O termo “neoplasia” é amplo e pode gerar dúvidas. “Quando falamos em neoplasia, elas podem ser benignas (tumores benignos são aqueles localizados, não são câncer, não espalham para outras regiões). Há também as neoplasias malignas ou tumor maligno ou câncer”, disse Aline Lauda, co-líder nacional de oncologia de cabeça e pescoço da Oncoclínicas.
Ou seja, nem toda neoplasia é câncer, mas quando é maligna, trata-se de um quadro que pode evoluir e exigir tratamento mais complexo.
No caso de Luis Roberto, ainda não foi informado se a neoplasia é benigna ou maligna. “Quando falamos que o paciente tem um câncer, é porque é uma neoplasia maligna. Um tumor maligno é um tipo de câncer que pode ser localizado ou avançado e pode ou não dar metástase”, explicou Aline. Essa definição é essencial para entender a gravidade e os próximos passos do tratamento.
A localização cervical também não permite conclusões imediatas sobre os impactos. “A neoplasia da região cervical é um termo muito genérico”, afirmou Aline.
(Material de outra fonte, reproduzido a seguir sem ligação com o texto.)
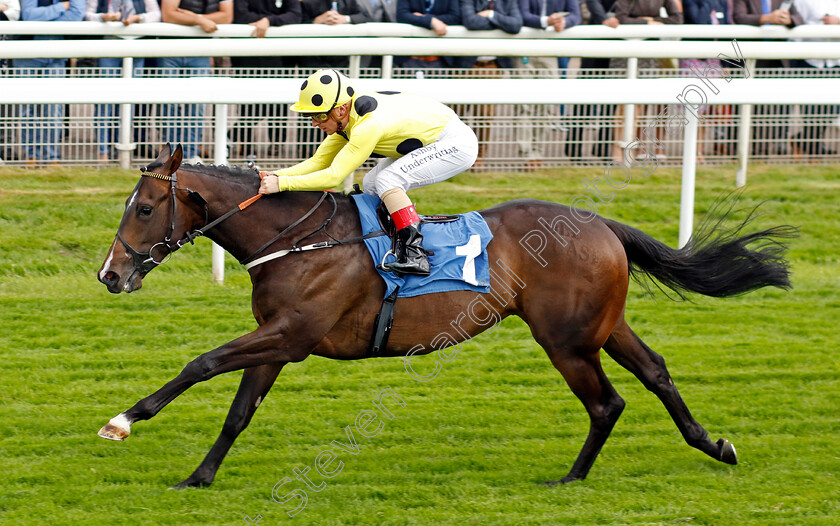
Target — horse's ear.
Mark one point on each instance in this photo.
(177, 157)
(173, 162)
(163, 154)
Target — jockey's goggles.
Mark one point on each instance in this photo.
(319, 117)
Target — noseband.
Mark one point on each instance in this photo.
(146, 261)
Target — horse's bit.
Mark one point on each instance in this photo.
(146, 261)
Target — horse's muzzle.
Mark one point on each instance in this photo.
(116, 284)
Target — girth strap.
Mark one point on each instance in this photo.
(382, 326)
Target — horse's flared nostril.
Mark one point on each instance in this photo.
(110, 279)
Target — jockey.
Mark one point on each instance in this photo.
(420, 140)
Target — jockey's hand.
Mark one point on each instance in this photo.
(269, 183)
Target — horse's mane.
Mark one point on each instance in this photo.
(234, 174)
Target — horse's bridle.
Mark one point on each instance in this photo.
(144, 262)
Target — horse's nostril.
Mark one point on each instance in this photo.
(110, 277)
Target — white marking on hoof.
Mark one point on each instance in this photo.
(118, 428)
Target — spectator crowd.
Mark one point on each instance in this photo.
(42, 126)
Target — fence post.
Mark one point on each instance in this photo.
(125, 146)
(630, 109)
(744, 128)
(219, 158)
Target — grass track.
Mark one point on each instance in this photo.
(468, 447)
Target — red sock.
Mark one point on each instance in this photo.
(405, 217)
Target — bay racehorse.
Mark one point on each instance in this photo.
(569, 284)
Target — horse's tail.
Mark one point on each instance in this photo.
(716, 261)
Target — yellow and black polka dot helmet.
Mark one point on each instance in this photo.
(322, 91)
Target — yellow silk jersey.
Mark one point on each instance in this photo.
(389, 124)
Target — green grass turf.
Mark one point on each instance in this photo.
(469, 447)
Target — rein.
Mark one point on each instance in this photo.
(146, 261)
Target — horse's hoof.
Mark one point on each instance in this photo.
(727, 452)
(565, 480)
(190, 483)
(118, 428)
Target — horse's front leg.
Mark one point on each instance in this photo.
(265, 345)
(255, 384)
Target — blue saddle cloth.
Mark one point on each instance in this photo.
(460, 260)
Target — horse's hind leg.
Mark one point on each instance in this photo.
(631, 353)
(255, 384)
(588, 382)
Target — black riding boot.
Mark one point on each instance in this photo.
(411, 258)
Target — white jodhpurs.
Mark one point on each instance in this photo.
(454, 152)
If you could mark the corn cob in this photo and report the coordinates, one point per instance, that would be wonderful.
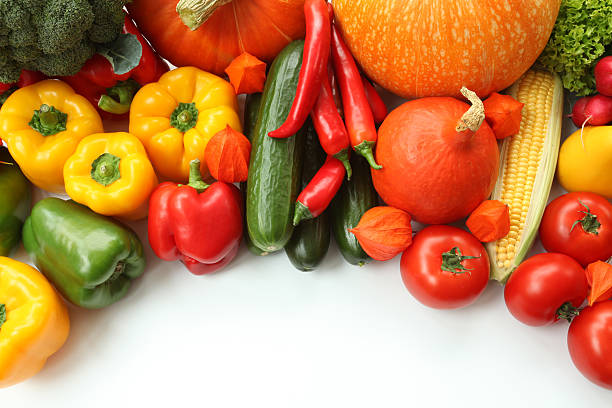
(527, 168)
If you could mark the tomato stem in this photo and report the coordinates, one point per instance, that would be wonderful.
(451, 261)
(589, 222)
(567, 311)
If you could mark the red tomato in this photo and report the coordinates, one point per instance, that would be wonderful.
(422, 267)
(541, 285)
(579, 225)
(589, 340)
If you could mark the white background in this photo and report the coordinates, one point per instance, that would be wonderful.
(261, 334)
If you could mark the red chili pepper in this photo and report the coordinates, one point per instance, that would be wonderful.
(377, 105)
(25, 78)
(330, 127)
(198, 224)
(314, 67)
(113, 93)
(357, 112)
(319, 192)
Segundo ela, a alteração pode estar relacionada a diferentes estruturas do pescoço, como linfonodos ou tumores que se originaram em áreas próximas, como boca, garganta ou laringe.
Uma das principais dúvidas envolve a possibilidade de afetar a voz, especialmente relevante para um narrador. “Não posso afirmar que pode afetar a voz, porque vai depender de onde essa neoplasia começou”, disse. Se a origem estiver em regiões como as cordas vocais ou laringe, pode haver impacto; em outros casos, isso pode não acontecer.
Além disso, o efeito sobre a voz ou a fala também pode variar conforme o tratamento adotado. “Talvez durante o tratamento desgaste, a depender do tratamento, que a gente nem sabe qual é ainda”, explicou Aline. Procedimentos como cirurgia, radioterapia ou outras abordagens podem influenciar temporariamente funções como fala e deglutição.
Mesmo em cenários mais complexos, há perspectivas positivas. “Para tratamento de câncer de cabeça e pescoço o importante é que a gente tem chance de cura ótima”, destacou a especialista. Ela também ressaltou a importância de uma equipe multidisciplinar no processo de recuperação, incluindo fonoaudiologia e outros suportes para reabilitação.
Os efeitos na fala ou na voz dependem diretamente da localização e da extensão da lesão. “Vai depender do sítio onde está essa lesão”, concluiu Aline.